I considered this carefully before saying yes, talked to a lot of people I trust, then eventually decided to take the plunge. And ever since I've been scrambling to keep my head above water and trying not to panic.

At first I was fine working the nine and ten hour action packed days. I think I was feeding off of adrenaline. But that has worn off and I'm already getting tired after just a few weeks, so how will I stand it for a few more months? I started feeling pretty sorry for myself around mid-week, but last night I decided that I got myself into this mess and now I have to deal with it. I can't wish my way out of this one. And you know what? That mind set plus a few other tricks seem to be working.

Here's how I plan to survive the chaos:
  1. Take Breaks - Wednesday night I came home weary and frazzled. While the boyfriend made dinner, I stayed outside to plant and weed in the garden. I was probably only gardening for around 30 minutes, but it completely refreshed me. So whether you recharge by spending time outside, reading, watching your favorite movie, taking a long bath, etc., make time to do that. You need it!
  2. Less venting, more action - I'm a venter. Wait, I'm not sure if that's a real word, and Blogger doesn't seem to think so, but you get the idea. After I get my feelings out I usually feel better, but in this situation I kept venting to everyone I saw which was cutting into my work time. Today I resolved to buckle down and get busy, absolutely no venting allowed. I was able to get things done and cross them off my to-do list, which made me feel better than venting ever could.
  3. Write it down - There is something about writing my feelings down in my journal that makes me feel instantly better. Just thinking the thoughts does not have the same effect. Plus journaling instead of venting to someone spares some poor soul another of my tirades.
  4. Let some things go. I'm sure we all have work tasks that are nice-to-do but not absolutely critical. When time is short and stress is high, you may have to let some of the less-critical stuff go. This is hard for the perfectionist in me.

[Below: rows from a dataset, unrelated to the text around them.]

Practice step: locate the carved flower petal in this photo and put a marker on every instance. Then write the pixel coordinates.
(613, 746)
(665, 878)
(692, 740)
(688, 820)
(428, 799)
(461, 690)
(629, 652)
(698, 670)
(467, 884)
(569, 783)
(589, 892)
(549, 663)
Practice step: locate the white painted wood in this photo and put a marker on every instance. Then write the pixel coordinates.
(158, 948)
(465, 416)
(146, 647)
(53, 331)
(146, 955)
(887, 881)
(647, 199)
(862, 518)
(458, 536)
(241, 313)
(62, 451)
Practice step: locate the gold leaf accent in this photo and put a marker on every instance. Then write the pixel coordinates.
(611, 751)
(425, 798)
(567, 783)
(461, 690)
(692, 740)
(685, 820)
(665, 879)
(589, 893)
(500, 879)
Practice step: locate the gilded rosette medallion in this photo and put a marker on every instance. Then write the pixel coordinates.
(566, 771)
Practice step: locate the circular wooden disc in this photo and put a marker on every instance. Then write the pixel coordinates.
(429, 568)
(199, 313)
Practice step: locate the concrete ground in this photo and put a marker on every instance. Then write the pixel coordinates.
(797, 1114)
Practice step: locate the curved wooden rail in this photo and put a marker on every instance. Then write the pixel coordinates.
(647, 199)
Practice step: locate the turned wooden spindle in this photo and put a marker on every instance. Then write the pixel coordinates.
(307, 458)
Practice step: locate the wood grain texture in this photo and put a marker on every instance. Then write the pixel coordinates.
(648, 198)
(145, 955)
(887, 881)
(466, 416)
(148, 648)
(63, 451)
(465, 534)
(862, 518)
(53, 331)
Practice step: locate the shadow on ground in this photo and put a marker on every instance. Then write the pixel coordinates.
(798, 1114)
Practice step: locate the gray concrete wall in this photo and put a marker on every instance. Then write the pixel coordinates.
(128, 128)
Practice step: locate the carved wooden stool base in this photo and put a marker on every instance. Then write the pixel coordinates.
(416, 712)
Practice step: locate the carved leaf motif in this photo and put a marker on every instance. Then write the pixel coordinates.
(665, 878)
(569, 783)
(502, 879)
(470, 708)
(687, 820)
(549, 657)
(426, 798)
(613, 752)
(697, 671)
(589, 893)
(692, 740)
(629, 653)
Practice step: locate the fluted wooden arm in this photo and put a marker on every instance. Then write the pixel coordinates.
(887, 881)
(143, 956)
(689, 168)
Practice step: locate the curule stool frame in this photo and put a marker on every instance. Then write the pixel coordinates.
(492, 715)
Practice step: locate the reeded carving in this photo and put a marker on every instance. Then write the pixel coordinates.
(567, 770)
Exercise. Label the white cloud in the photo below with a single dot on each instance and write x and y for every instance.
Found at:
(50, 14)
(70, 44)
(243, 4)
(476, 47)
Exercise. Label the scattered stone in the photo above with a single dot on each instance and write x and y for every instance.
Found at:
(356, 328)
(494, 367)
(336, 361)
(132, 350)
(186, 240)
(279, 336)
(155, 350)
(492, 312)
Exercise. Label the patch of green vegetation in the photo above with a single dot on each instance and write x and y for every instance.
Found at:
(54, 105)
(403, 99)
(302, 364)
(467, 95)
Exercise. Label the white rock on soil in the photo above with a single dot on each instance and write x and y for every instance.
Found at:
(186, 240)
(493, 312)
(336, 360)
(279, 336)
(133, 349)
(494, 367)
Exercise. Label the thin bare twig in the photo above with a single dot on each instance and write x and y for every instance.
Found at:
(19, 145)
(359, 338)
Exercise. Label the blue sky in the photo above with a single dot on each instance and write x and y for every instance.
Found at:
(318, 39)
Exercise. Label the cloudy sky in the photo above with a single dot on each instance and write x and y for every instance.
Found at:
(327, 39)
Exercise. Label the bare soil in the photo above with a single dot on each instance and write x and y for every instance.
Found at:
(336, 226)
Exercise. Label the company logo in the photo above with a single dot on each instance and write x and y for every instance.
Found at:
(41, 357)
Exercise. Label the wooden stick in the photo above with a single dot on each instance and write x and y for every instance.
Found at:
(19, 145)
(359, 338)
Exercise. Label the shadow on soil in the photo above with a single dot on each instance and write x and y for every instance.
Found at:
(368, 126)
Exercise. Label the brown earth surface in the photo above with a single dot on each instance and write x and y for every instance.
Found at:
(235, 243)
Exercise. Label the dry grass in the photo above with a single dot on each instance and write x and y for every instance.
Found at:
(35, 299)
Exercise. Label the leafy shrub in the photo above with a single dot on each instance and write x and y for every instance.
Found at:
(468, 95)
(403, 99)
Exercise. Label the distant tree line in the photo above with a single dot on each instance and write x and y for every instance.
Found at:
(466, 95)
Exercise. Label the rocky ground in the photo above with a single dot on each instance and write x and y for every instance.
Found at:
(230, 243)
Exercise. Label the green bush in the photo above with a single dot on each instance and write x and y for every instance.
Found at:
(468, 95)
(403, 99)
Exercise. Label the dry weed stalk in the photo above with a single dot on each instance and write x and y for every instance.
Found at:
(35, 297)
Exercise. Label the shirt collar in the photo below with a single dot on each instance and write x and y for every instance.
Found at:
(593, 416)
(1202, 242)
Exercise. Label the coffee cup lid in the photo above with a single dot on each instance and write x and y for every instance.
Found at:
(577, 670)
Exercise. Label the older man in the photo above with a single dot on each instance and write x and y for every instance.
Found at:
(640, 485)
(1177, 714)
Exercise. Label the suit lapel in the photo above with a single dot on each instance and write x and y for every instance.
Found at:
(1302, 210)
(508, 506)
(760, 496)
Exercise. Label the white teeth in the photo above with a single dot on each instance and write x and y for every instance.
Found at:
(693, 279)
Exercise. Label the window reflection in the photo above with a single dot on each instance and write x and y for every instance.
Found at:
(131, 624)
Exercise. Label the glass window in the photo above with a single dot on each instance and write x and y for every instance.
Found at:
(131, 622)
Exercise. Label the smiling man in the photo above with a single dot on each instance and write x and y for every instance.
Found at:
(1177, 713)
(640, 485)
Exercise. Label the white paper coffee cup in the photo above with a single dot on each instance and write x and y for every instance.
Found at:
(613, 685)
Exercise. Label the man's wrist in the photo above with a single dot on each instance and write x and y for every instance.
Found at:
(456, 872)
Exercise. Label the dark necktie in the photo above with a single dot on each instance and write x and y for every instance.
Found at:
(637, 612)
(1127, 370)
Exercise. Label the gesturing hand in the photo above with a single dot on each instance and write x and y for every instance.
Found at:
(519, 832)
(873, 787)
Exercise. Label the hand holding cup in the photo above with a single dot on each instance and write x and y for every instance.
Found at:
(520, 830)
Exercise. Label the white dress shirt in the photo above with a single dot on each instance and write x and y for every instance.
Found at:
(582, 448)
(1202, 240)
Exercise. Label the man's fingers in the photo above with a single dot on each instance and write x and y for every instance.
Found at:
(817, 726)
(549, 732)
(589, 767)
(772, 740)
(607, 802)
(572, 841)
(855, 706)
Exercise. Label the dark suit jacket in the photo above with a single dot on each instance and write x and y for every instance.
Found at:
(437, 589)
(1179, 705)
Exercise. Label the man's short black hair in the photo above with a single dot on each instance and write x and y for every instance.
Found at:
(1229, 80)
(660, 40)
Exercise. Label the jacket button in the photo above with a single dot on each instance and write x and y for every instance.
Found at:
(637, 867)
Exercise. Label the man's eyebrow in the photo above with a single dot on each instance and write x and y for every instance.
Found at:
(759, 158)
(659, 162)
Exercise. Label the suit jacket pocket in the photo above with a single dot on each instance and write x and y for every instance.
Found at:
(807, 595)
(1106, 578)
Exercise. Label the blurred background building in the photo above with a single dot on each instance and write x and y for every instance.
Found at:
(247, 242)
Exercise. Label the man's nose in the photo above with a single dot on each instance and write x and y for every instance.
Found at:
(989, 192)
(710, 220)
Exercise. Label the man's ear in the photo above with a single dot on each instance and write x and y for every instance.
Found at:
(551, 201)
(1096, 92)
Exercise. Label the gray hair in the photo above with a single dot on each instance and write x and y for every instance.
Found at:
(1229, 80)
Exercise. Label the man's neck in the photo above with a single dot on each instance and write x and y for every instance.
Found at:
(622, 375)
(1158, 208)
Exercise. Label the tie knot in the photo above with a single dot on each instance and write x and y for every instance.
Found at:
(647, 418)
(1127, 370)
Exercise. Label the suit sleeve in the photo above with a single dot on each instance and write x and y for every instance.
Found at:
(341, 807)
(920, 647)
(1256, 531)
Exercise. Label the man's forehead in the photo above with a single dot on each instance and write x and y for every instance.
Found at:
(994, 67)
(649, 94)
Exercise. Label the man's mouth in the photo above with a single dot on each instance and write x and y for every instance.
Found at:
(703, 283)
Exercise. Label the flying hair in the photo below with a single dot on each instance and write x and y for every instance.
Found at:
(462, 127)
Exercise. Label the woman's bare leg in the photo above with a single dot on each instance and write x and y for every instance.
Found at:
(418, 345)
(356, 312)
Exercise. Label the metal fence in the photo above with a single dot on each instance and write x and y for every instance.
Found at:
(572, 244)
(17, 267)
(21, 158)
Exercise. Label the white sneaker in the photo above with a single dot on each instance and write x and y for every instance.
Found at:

  5. Wait, then assess - I have a tendency to freak out first, then reason later. So it's better for me to wait before talking to anyone who can really help with these issues. I'm giving myself two weeks to get the lay of the land before I assess whether another plan is needed to get the job done while retaining my sanity.
  6. If all else fails, cry uncle - I used to think my previous bosses would see when there was a major work problem that was affecting me, but now I know better. I know no one in charge is going to automatically see that I'm overworked, if I can't handle the workload, I'll have to speak up. Because the one thing I'm not willing to do is to spend my entire summer working all the time.
Do you have any tips to add? How do you handle being overwhelmed at work?